Upon completing his doctoral degree, Peiser moved to Liverpool, England, to take up a position as lecturer at Liverpool John Moores University.

==Career and research interests==
Peiser was previously employed as an historian of ancient sport at the University of Frankfurt. He listed his research interests at LJMU as the effects of environmental change and catastrophic events on contemporary thought and societal evolution; climate change and science communication; international climate policy; the risks posed by near-Earth objects and satellites and the environmental and socio-economic impacts of physical activity. Peiser is a member of Spaceguard UK. A 10 km-wide asteroid, Minor Planet (7107) Peiser, is named in his honour by the International Astronomical Union.

==Cambridge Conference Network==

In 1997 Peiser established the Cambridge Conference Network, an email-based discussion group for a conference of the Society for Interdisciplinary Studies about Bronze Age catastrophes.
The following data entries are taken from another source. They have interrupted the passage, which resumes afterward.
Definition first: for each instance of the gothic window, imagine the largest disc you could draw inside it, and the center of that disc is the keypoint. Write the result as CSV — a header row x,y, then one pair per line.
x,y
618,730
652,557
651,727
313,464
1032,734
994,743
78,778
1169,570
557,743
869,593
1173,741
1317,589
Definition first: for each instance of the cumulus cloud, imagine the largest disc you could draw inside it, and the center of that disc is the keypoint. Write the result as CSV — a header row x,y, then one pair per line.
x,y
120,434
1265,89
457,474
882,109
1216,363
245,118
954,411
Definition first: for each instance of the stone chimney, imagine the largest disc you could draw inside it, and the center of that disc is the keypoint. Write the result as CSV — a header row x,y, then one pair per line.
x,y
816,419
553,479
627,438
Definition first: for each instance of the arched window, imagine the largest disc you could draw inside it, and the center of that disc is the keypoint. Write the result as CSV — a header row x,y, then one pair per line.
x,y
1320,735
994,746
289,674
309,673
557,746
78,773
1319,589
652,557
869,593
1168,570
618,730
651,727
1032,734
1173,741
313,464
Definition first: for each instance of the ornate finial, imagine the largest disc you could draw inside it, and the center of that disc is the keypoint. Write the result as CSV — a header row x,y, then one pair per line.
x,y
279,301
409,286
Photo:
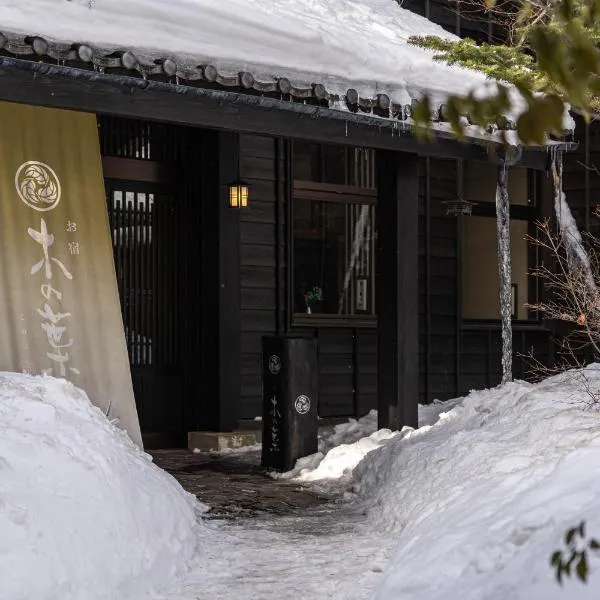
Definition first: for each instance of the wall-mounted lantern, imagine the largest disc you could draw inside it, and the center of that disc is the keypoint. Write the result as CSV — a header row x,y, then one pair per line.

Over time the network began to focus on discussion on climate change and was renamed CCNet (active from 1997 to 2006), to provide a platform for "the minority of people who are climate (change) sceptics or have doubts about the prevailing views".

On 11–13 July 1997, Benny Peiser and co-editors in the Second Society for Interdisciplinary Studies Cambridge Conference held at Fitzwilliam College, examined astronomical and meteoritic background of catastrophic thinking, for example near-Earth objects, cometary catastrophes and ecological disasters. Proceedings were compiled in a publication entitled Natural Catastrophes during Bronze Age Civilisations.

==Climate change denial==
Peiser has denied the reality of anthropogenic climate change in a number of editorials and speaking engagements. Benny Peiser is director of global warming denialist think-tank The Global Warming Policy Foundation.

==Selected publications==

- Peiser, Benny Josef (1993). "Das dunkle Zeitalter Olympias: Kritische Untersuchung der historischen, archaeologischen und naturgeschichtlichen Probleme der griechischen Achsenzeit am Beispiel der antiken Olympischen Spiele" ("The dark age of Olympia, critical investigation of the historical, archeological and natural science problems of the Axial age of Greece with reference to the Ancient Olympic Games")
- Palmer, Trevor (1998). "Natural catastrophes during Bronze Age civilisations: archaeological, geological, astronomical and cultural perspectives"

- B. Peiser (2003) Climate Change and Civilisation Collapse, in Okonski, Kendra (2003). "Adapt or die: the science, politics and economics of climate change"
- M. Paine and B. Peiser (2004) The frequency and consequences of cosmic impacts since the demise of the dinosaurs, in: Bioastronomy 2002: Life among the Stars, eds. R. Norris & F. Stootman, (Sydney), 214–226
- B. Peiser and T. Reilly (2004) Environmental factors in the summer Olympics in historical perspective. Journal of Sports Science 22(10) 981–1002
- B. Peiser (2005) From Genocide to Ecocide: The Rape of Rapa Nui. Energy & Environment 16:3&4, pp. 513–539
- B. Peiser (2005) Cultural aspects of neo-catastrophism: Implications for archaeoastronomy. In: Current Studies in Archaeoastronomy (J Fountain and R Sinclair, eds). The Carolina Academic Press Press, Durham, North Carolina, pp. 25–37
- T. Reilly and B. Peiser (2006) Seasonal variations in health-related human physical activity, Sports Medicine 36:6, 473–485
- A. Ball, S. Kelley and B. Peiser (2006) Near Earth Objects and the Impact Hazard. (Milton Keynes: Open University)
- B. Peiser, T Reilly, G Atkinson, B Drust, J Waterhouse (2006). Seasonal changes and physiological responses: Their impact on activity, health, exercise and athletic performance. (The extreme environment and sports medicine) International SportMed Journal 7(1), 16–32.
- Brook, Barry W., et al. (2007) Would the Australian megafauna have become extinct if humans had never colonised the continent? Quaternary Science Reviews, Volume 26, Issues 1–2, January 2007.